Доктор позвонил ровно в десять. К тому времени я успел поговорить с двенадцатью знакомыми и малознакомыми. Градусник за окном показывал тридцать восемь — температура поднималась катастрофически, как и предсказывал доктор еще на той неделе.
Доктор спросил:
— Вы готовы?
— Почти.
— Почему такой голос? Плохо спали?
— Плохо. Но это понятно.
— Разумеется, нервы?
— Нет, очень жарко.
— Я вам завидую. Если вы не лжете, то, значит, вы умеете владеть собой. Теперь слушайте меня внимательно. Сейчас десять часов три минуты. Через сто минут я жду вас на пустыре за гастрономом. Знаете?
— За стекляшкой?
— Да. Там забор, но в нем много отверстий, сделанных пьяницами. Сегодня суббота, на пустыре никого не должно быть.
— Через сто минут? — Мозги были совсем жидкими, и меня охватило вялое раздражение против его манеры изъясняться не по-человечески.

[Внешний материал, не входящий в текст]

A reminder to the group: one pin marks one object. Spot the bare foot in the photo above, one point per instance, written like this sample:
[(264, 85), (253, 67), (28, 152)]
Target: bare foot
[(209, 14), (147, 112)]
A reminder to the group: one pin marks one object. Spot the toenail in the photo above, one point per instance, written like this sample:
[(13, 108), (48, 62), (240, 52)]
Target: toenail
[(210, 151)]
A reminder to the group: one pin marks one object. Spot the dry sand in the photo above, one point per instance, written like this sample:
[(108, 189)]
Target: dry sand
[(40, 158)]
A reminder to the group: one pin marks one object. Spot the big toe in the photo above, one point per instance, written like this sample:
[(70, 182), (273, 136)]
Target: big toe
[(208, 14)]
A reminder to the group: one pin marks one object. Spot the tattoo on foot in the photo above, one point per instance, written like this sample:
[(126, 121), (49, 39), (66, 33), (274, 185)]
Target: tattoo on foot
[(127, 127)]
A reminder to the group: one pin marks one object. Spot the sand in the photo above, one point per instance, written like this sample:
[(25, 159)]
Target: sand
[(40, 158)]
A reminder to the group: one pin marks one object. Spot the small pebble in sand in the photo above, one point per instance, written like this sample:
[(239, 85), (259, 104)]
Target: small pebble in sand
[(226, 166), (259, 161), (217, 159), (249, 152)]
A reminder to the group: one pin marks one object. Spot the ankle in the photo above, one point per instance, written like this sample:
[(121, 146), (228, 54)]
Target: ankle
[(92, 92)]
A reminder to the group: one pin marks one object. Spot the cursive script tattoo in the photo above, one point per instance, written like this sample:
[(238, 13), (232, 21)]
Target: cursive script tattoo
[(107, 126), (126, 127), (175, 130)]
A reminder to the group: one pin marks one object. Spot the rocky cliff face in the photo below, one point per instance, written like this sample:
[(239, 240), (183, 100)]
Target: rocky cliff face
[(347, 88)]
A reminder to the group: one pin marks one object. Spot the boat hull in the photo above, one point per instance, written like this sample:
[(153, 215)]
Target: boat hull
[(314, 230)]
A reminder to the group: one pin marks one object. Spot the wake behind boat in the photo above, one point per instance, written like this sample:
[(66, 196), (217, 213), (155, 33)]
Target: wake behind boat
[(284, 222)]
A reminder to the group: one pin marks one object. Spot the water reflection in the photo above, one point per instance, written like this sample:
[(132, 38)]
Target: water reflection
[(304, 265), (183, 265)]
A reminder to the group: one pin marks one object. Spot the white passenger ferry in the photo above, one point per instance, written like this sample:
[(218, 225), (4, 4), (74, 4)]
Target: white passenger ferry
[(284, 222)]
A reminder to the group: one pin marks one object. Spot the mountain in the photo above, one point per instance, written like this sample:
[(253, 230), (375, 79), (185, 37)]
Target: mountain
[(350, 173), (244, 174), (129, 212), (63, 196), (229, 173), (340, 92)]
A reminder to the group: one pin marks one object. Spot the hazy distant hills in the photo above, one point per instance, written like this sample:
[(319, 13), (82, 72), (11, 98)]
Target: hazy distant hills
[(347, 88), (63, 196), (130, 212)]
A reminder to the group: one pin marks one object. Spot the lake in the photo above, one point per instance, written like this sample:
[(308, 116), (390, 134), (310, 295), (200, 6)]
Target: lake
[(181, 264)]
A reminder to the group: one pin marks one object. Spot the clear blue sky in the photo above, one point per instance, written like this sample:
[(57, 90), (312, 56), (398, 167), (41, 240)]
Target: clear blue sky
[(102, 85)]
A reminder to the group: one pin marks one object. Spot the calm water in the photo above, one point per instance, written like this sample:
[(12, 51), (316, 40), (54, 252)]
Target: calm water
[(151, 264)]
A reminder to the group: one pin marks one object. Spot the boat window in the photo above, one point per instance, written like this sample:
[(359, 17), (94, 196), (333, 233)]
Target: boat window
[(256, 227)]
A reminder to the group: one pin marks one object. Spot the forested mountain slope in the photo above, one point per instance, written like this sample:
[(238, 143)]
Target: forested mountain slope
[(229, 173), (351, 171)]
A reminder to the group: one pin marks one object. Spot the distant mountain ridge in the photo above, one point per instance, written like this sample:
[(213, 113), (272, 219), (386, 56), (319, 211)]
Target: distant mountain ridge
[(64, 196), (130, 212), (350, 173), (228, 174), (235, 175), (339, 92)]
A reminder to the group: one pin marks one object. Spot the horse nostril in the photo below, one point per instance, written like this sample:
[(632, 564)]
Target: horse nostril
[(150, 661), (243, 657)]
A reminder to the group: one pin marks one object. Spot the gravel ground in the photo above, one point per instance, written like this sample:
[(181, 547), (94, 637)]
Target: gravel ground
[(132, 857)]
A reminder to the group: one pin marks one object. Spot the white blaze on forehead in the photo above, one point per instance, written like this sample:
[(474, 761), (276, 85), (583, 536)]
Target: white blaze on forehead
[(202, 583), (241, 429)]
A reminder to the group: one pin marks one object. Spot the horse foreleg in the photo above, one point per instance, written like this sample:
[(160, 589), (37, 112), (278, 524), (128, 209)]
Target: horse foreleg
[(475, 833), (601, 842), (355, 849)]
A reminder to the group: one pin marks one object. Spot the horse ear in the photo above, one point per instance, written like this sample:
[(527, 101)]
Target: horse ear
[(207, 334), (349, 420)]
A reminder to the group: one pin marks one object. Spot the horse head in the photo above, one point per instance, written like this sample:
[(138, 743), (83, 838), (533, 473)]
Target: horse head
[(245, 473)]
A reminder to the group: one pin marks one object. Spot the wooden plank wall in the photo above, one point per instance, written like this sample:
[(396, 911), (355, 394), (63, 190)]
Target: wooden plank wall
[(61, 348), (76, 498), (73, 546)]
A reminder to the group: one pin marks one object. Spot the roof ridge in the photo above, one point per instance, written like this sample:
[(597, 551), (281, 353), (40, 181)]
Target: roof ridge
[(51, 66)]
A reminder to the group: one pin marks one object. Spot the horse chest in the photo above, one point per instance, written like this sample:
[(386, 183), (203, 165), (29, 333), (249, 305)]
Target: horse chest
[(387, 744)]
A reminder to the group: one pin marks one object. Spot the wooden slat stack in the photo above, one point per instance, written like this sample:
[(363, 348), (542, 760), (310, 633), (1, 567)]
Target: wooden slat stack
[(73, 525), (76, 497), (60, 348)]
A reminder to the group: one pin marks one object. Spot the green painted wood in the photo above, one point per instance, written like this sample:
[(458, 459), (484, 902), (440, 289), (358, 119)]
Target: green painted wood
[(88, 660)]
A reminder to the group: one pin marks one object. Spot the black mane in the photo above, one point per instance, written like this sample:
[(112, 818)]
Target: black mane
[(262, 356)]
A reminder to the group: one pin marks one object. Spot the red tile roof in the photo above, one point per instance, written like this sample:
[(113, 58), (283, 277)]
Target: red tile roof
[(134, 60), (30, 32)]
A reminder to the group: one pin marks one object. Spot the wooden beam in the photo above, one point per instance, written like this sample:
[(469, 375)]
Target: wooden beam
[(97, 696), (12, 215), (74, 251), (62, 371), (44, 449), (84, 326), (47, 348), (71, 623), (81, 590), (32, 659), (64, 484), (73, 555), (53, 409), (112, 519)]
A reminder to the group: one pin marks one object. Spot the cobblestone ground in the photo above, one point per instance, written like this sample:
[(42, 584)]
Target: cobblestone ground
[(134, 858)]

Сто минут. Значит, во сколько мне надо быть на пустыре?
— Значит, на пустыре вы должны быть в одиннадцать сорок три. Ни минутой позже. Мы не можем ждать.
— Я понимаю, — сказал я.
— Надеюсь, вы уже уложили вещи?
— А можно взять вторую смену?
— Ни в коем случае. Вес вашей сумки не должен превышать пяти килограммов трехсот граммов.
Доктор отключился.
Я подумал, что у меня достаточно времени, чтобы еще раз залезть под душ. Но не дошел до душа. Снова зазвонил телефон, и я решил было не подходить,
Звонила Ольга. Она очень удивилась, что я так рано встал, хотя я всегда рано встаю. Оказывается, она не хотела меня будить. Потом она спросила, как я себя чувствую, и я честно признался, что чувствую себя паршиво.

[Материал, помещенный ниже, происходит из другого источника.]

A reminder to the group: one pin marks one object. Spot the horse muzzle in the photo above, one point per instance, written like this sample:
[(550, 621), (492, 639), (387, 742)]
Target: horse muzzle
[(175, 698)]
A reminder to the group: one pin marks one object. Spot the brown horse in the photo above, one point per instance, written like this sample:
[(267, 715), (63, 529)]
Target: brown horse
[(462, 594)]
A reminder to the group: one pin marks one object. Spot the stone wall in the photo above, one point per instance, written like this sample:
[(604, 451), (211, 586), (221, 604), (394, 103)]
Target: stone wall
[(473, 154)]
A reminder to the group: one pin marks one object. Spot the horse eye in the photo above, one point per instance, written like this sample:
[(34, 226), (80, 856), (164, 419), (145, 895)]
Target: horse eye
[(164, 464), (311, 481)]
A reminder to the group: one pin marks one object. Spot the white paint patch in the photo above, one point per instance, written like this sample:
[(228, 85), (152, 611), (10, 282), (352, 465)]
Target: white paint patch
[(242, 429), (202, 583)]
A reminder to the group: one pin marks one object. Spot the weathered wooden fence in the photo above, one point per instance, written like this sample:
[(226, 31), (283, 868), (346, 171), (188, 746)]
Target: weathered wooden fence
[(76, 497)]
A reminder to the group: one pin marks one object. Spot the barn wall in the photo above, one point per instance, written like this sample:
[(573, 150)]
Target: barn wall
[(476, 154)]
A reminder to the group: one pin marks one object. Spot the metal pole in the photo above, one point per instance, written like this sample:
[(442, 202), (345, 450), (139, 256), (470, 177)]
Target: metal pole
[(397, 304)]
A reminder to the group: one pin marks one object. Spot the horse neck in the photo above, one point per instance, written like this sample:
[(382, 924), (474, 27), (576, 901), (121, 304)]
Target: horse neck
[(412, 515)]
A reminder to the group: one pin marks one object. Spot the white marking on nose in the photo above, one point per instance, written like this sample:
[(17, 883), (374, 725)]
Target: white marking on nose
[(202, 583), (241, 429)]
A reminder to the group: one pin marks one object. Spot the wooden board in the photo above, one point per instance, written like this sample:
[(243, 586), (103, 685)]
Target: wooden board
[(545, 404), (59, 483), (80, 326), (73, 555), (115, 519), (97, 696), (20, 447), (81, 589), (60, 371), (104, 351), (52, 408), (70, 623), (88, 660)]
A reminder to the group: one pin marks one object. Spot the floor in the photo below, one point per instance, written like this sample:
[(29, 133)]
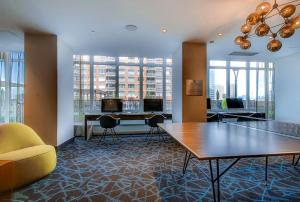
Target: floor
[(133, 169)]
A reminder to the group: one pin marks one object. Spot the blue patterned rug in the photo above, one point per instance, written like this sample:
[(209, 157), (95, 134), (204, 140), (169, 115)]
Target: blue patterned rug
[(133, 170)]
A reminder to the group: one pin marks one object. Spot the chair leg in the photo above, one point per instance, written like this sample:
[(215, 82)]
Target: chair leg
[(159, 132), (114, 134), (149, 134), (102, 137)]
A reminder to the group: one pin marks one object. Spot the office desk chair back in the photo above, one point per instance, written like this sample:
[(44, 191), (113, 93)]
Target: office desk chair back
[(108, 123), (154, 128)]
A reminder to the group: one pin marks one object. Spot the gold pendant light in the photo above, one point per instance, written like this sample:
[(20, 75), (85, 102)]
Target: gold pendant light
[(258, 21)]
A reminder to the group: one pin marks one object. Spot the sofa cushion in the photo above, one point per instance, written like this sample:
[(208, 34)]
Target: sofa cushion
[(29, 164), (16, 136)]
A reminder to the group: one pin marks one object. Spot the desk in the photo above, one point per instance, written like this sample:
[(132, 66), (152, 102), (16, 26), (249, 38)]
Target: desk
[(122, 116), (241, 115), (217, 141)]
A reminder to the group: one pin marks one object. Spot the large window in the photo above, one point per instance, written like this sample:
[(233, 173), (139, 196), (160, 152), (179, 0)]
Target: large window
[(11, 87), (129, 78), (252, 81)]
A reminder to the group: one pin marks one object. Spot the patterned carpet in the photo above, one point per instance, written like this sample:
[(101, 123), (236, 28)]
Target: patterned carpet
[(132, 170)]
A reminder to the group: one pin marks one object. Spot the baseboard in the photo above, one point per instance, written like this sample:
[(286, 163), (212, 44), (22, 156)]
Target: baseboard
[(65, 143)]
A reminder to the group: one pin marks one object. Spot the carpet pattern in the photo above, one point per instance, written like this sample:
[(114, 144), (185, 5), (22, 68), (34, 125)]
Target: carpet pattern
[(131, 169)]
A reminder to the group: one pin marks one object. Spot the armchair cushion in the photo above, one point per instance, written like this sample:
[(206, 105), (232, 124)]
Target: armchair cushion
[(29, 158)]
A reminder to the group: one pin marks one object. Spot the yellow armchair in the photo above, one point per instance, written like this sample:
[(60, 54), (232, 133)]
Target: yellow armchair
[(29, 157)]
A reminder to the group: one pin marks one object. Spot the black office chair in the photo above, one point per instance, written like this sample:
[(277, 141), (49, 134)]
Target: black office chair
[(154, 128), (108, 123), (295, 162)]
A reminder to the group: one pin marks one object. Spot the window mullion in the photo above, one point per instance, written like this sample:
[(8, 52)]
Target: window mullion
[(92, 89), (164, 84), (248, 86), (141, 84), (117, 77)]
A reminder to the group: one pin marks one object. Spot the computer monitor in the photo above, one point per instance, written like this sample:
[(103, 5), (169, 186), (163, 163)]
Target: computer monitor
[(111, 105), (153, 105), (208, 103), (235, 103)]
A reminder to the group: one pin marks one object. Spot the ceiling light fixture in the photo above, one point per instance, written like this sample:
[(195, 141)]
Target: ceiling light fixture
[(258, 21), (131, 27), (164, 30)]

— Все себя чувствуют паршиво, — сказала Ольга. — Ты не представляешь — я сейчас говорю с тобой, а вся потная, словно камни таскала. Когда это кончится?
— Не знаю, — сказал я. — Может быть, никогда.
— Ой, не надо меня пугать! Меня все пугают — и телевизор, и даже ЖЭК. У нас горячей воды нет.
— А разве сейчас бывает другая?
Она не поняла юмора и сказал:
— Я, в принципе, согласна на горячую воду, потому что ее можно охладить. Ты меня понимаешь?
— А что звонишь? — спросил я, поглядев на часы и поняв, что семь минут из отведенных мне ста я уже истратил.
— Вопрос сексуальный, — сказала Ольга. — Конечно, при такой температуре думать о сексе неприлично, но женщина должна устраивать свое личное счастье. Как ты думаешь, Андрюша не импотент?
— Что?
— Манихеева мне сказала, что она точно знает от его прошлой любовницы, что он практически импотент…
Когда я смог повесить трубку, оказалось, что потрачено пятнадцать минут.
И тут же телефон взвыл снова. Он требовал меня, он желал общаться.
Я протянул руку к аппарату и тут осознал, что я не только сто минут — я могу всю свою жизнь провести у телефона.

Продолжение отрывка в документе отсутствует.